Geneticists Identify 'Master Switch' That Causes Female Flies To Behave Like Males
Source: Stanford University
Date: 2005-06-16
"Turning on a single male-specific gene produces a female fruit fly that displays male courtship behaviors: chasing other females, tapping their abdomens and performing wing-beating love serenades. The results, published in the June 15 online edition of the journal Nature, show that a single gene can determine how females and males detect and respond differently to sexual cues.
'In these experiments we see all the steps of the male courtship ritual you could physically expect a female fly to do,'' says Bruce S. Baker, the Dr. Morris Herzstein Professor in Biology at Stanford and co-author of the study. ''It's a male's behavioral circuitry in a female body.'
Baker and Stanford graduate student Devanand S. Manoli and their collaborators at Brandeis and Oregon State universities focused on a gene known as fruitless-one of approximately 13,000 genes in the DNA of the common fruit fly, Drosophila melanogaster. The three laboratories had previously discovered that fruitless is the master gene controlling the male fruit fly's elaborate six-step courtship ritual. Last year they showed that disabling the fruitless gene in a tiny group of cells in the brain of a male fruit fly was enough to prevent successful mating, by turning him into a bumbling, ineffective suitor.

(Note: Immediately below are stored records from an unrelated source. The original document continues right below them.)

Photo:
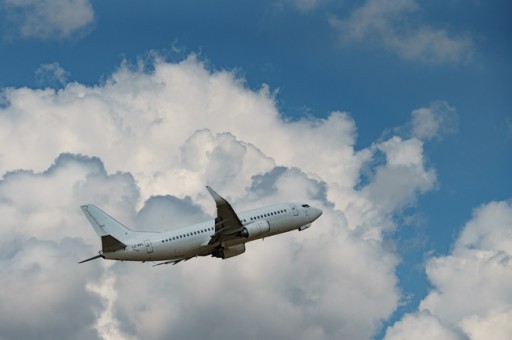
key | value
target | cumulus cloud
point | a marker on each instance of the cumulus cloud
(391, 25)
(49, 19)
(153, 140)
(471, 294)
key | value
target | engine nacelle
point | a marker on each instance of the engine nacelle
(227, 252)
(256, 229)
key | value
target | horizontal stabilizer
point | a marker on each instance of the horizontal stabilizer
(109, 244)
(92, 258)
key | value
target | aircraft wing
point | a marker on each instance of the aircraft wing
(227, 224)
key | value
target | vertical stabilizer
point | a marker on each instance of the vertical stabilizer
(104, 225)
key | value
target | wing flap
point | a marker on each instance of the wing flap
(227, 222)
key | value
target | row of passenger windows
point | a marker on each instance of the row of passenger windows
(259, 217)
(187, 234)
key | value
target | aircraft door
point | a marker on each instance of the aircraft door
(149, 246)
(294, 210)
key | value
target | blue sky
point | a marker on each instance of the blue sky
(377, 62)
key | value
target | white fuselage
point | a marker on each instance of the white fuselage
(194, 240)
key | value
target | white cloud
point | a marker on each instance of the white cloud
(391, 25)
(171, 132)
(471, 292)
(420, 326)
(50, 19)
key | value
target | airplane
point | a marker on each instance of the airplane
(223, 238)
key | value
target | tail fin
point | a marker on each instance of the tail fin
(113, 234)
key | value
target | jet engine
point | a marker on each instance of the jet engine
(227, 252)
(255, 229)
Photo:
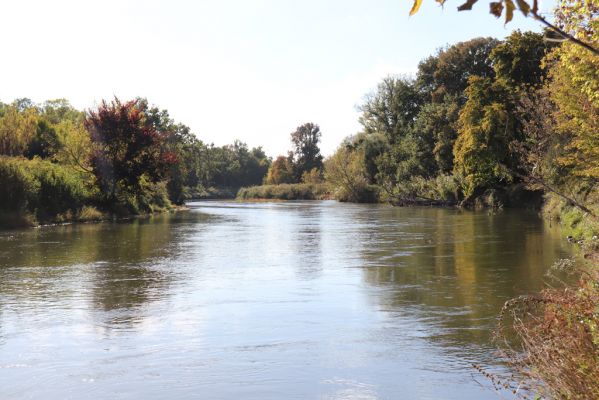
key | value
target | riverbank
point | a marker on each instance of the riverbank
(286, 191)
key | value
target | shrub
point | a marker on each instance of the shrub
(19, 187)
(297, 191)
(556, 354)
(40, 188)
(89, 213)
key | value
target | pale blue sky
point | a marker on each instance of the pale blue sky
(251, 70)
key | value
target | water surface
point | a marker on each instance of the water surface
(287, 300)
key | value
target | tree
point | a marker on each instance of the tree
(305, 148)
(436, 126)
(391, 108)
(518, 60)
(481, 151)
(346, 172)
(126, 146)
(447, 72)
(18, 126)
(280, 171)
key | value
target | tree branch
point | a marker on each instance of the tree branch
(564, 34)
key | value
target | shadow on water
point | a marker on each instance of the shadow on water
(454, 270)
(115, 267)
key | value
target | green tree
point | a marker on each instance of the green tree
(391, 108)
(306, 151)
(481, 151)
(518, 59)
(280, 171)
(346, 173)
(448, 71)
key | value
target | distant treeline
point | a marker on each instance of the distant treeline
(483, 122)
(58, 163)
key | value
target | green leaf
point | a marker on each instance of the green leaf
(496, 8)
(467, 5)
(524, 7)
(509, 10)
(415, 7)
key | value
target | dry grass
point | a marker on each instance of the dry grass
(555, 353)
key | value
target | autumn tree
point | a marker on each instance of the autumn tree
(447, 72)
(126, 146)
(280, 171)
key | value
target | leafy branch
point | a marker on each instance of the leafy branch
(497, 8)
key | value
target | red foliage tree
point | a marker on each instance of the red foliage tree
(126, 146)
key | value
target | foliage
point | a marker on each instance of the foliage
(280, 171)
(346, 172)
(312, 176)
(126, 146)
(447, 72)
(305, 148)
(576, 19)
(481, 150)
(574, 88)
(285, 191)
(17, 129)
(557, 352)
(518, 60)
(391, 108)
(40, 188)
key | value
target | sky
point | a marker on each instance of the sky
(251, 70)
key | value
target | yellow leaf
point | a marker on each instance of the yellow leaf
(496, 8)
(467, 5)
(415, 7)
(509, 10)
(524, 7)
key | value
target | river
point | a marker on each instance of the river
(289, 300)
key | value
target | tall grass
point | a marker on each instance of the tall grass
(40, 189)
(285, 191)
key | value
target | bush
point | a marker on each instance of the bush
(574, 222)
(285, 191)
(360, 194)
(40, 188)
(19, 186)
(556, 354)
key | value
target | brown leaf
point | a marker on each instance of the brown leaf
(415, 7)
(467, 5)
(496, 8)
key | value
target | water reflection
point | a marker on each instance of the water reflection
(263, 301)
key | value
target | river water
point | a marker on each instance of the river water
(293, 300)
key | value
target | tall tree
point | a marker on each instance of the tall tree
(447, 72)
(391, 108)
(126, 146)
(306, 151)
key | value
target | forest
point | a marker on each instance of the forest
(483, 123)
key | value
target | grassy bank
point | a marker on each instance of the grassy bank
(39, 192)
(297, 191)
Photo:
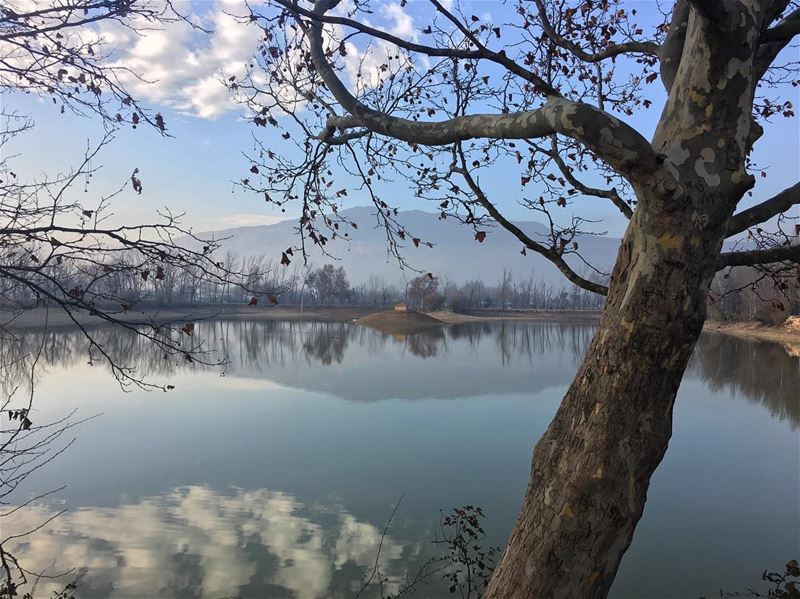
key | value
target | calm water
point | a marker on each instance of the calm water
(275, 475)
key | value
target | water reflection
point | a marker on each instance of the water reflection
(760, 371)
(274, 480)
(533, 356)
(196, 542)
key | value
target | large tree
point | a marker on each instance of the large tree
(442, 97)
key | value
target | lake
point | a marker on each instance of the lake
(275, 474)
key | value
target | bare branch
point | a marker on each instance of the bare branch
(788, 253)
(765, 210)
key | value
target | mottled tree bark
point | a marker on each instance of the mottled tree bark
(592, 467)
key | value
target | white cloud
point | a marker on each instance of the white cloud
(182, 68)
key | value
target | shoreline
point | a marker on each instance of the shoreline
(754, 330)
(54, 317)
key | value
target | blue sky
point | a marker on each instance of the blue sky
(194, 170)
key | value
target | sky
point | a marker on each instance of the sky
(194, 170)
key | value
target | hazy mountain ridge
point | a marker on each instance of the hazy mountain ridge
(456, 254)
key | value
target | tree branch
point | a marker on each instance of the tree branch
(774, 40)
(787, 253)
(672, 48)
(765, 210)
(611, 194)
(551, 254)
(610, 52)
(317, 16)
(785, 30)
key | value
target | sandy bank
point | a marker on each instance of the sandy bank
(788, 335)
(55, 317)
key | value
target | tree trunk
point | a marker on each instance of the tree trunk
(592, 467)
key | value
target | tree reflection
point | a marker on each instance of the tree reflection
(761, 372)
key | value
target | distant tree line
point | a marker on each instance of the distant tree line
(257, 279)
(749, 293)
(741, 293)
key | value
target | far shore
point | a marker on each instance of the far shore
(55, 317)
(756, 330)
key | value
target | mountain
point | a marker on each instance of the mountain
(456, 254)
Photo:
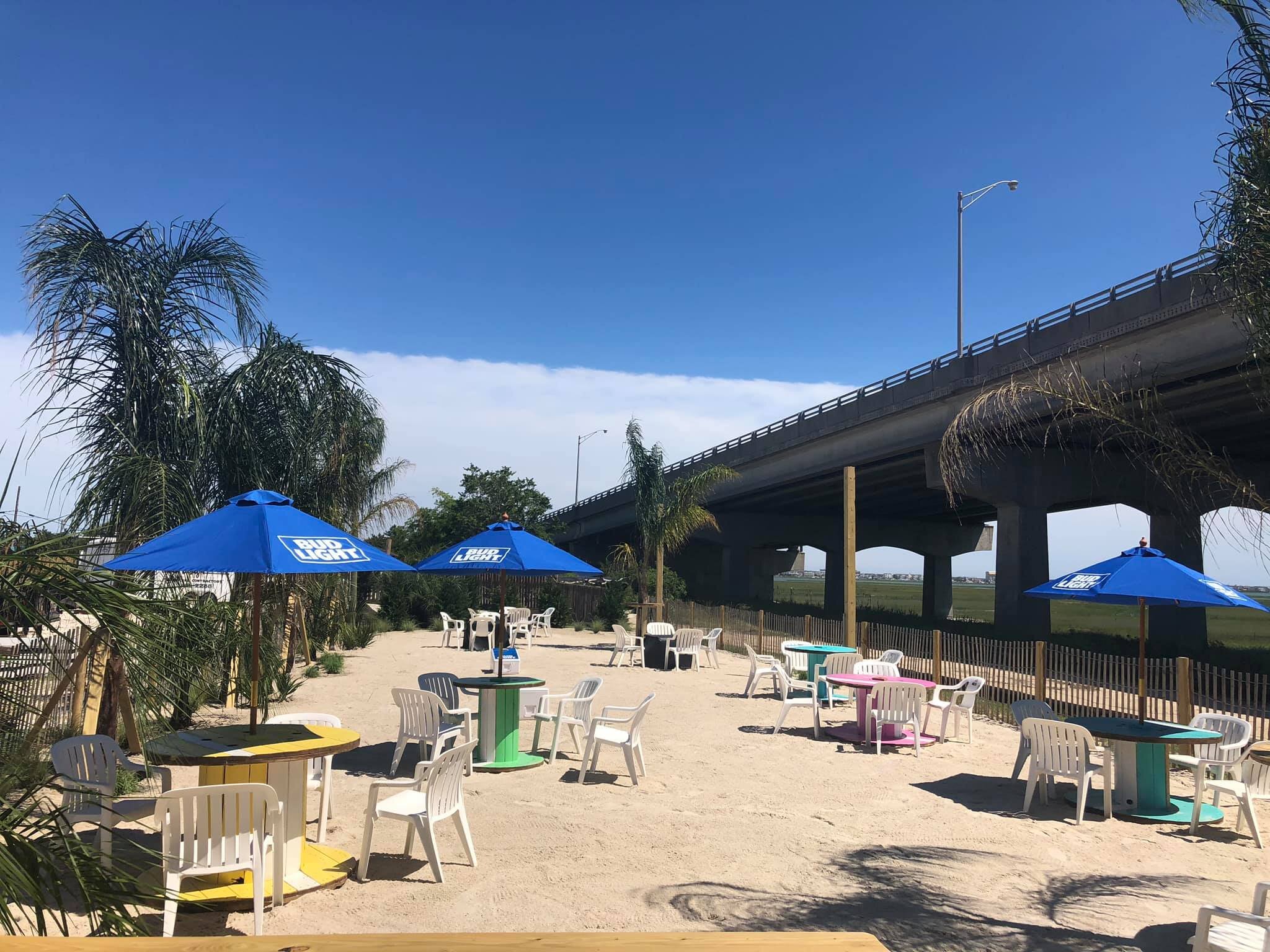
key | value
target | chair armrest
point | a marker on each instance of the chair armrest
(1204, 920)
(1259, 897)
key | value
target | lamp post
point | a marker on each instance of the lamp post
(962, 205)
(577, 471)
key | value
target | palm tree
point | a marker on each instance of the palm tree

In the new study, researchers asked whether the fruitless gene would be enough to elicit male courtship behavior in female flies. They activated the gene in neural cells in the female fly's brain and sensory organs. When paired with a virgin female fruit fly, the masculinized females showed male courtship behavior: chasing the female fly and then tapping her on the abdomen. When a masculinized female was placed with a male, she responded to his advances with masculine rejection behavior-wing flicking and kicking-rather than the upturned posterior that is the normal female rejection response.
http://www.sciencedaily.com/releases/2005/06/050616062457.htm************************************************************
Could we be closing in on a genetic basis for homosexuality? One can only hope.